Food is always a primary concern in vulnerable communities affected by conflict.
Emergency feeding programs are important to meet immediate needs when communities are recovering from conflict, but families are also looking for ways to rebuild self-reliance. Under the USAID-funded Syria Emergency Food Security Program (SEFSP) III program, Blumont worked with 500 rural Syrians to restore the farms that sustain their diets and livelihoods.
Blumont teams identified farmers that owned 1-3 hectares of land but did not have the resources to cultivate them. Teams trained farmers in agriculture techniques and provided ploughs, seeds, fertilizer, and support for harvesting.
“I had been used to not cultivating my land because the costs were high,” said Mohamed, a father of five. “But now I can say that I cultivate my land.”
“My experience in agriculture was limited, but now, I rely on myself because I have the information from trainings and visits from the agriculture team,” said Fatma, a widowed farmer caring for a son and daughter.
Crops and hopes were growing as farmers saw the potential in their land. However, when Turkish forces moved into northeast Syria in October 2019—during a key time when crops needed to be cultivated—plans and progress were at risk.
“There was fear of displacement, the loss of the agricultural season, and the capture of the house and land by others,” said Fatma.
“It was a terrifying feeling,” said Mohamed. “I was afraid that they would burn crops and everything.”
Blumont worked with farmers to quickly adapt. While 48 farmers had to drop out of the program due to shifting borders and safety concerns in the region, work continued on 1,167 hectares.
When harvest time arrived, the community saw a bumper crop. While a hectare typically yields 1 ton of barley or 1.5 tons of wheat, farmers saw an average of yield of 2 tons for barley and 2.5 for wheat.

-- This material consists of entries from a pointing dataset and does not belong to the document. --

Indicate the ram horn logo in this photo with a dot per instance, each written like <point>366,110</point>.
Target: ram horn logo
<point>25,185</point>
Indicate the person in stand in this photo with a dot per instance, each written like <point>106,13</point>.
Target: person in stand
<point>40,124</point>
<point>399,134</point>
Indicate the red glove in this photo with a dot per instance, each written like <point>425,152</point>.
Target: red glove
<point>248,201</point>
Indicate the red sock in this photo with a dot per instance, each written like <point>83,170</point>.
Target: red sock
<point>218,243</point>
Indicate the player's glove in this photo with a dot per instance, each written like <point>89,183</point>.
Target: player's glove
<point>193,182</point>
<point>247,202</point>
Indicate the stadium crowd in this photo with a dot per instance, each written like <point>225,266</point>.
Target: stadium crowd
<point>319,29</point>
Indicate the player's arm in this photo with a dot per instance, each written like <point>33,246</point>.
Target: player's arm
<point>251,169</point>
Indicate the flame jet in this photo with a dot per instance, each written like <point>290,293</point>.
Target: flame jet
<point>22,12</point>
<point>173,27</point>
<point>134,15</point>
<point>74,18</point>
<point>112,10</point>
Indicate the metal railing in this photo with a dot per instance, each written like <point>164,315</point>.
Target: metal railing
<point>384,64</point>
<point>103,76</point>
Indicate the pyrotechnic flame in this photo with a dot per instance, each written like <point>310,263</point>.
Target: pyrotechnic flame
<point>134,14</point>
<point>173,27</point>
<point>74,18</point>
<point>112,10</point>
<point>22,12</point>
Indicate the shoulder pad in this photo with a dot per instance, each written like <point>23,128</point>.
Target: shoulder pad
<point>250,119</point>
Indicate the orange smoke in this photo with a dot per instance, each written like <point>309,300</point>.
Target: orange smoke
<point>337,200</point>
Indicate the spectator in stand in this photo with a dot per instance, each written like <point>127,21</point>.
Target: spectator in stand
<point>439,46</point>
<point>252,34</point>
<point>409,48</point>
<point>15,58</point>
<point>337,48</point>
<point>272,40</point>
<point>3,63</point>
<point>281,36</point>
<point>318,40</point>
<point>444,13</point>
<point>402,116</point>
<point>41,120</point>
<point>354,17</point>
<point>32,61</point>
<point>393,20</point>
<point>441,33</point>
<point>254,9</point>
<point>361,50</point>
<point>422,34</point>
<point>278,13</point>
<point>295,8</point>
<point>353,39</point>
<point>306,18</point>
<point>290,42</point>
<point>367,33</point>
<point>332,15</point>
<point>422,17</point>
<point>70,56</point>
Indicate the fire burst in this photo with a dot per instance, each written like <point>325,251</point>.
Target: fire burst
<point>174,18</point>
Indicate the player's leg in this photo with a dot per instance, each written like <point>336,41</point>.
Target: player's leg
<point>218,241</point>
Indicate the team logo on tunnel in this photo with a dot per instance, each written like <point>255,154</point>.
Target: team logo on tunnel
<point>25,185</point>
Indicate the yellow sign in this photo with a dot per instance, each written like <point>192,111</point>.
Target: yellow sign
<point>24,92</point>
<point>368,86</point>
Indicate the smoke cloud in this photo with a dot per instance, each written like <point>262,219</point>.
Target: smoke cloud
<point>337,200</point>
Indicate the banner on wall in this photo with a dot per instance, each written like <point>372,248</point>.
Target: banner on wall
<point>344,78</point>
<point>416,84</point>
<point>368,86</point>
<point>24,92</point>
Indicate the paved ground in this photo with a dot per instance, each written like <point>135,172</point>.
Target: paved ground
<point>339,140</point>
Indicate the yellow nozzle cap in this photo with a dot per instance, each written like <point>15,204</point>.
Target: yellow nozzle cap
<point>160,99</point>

Timely intervention ensured not only that these farmers did not miss the crucial cultivation period, but through remote assistance and follow-up, these gains were posted even as the COVID-19 crisis was emerging. The yield allowed farming families to improve their own food security and earn income by selling surplus to the local authorities—contributing to broader food availability and market stability in the area.
“Now, after the support, I have some money to be able to live in dignity and secure the basic needs of my children,” said Fatma.
Farmers were also trained in retaining the appropriate amount of seeds for the next cultivation season, helping ensure the project’s sustainability and bolstering their resilience in years to come.
“I stocked up seeds to plant next season and sold some to buy home supplies,” said Daoud, a father of five. “I have even started giving agriculture instructions to my neighbors and friends because I learned so much.”
“I used to think about doing difficult work that men usually do in order to be able to secure something for myself,” said Dla, a widow with one daughter. “Now I know that there is land for me, and it is my source of income.”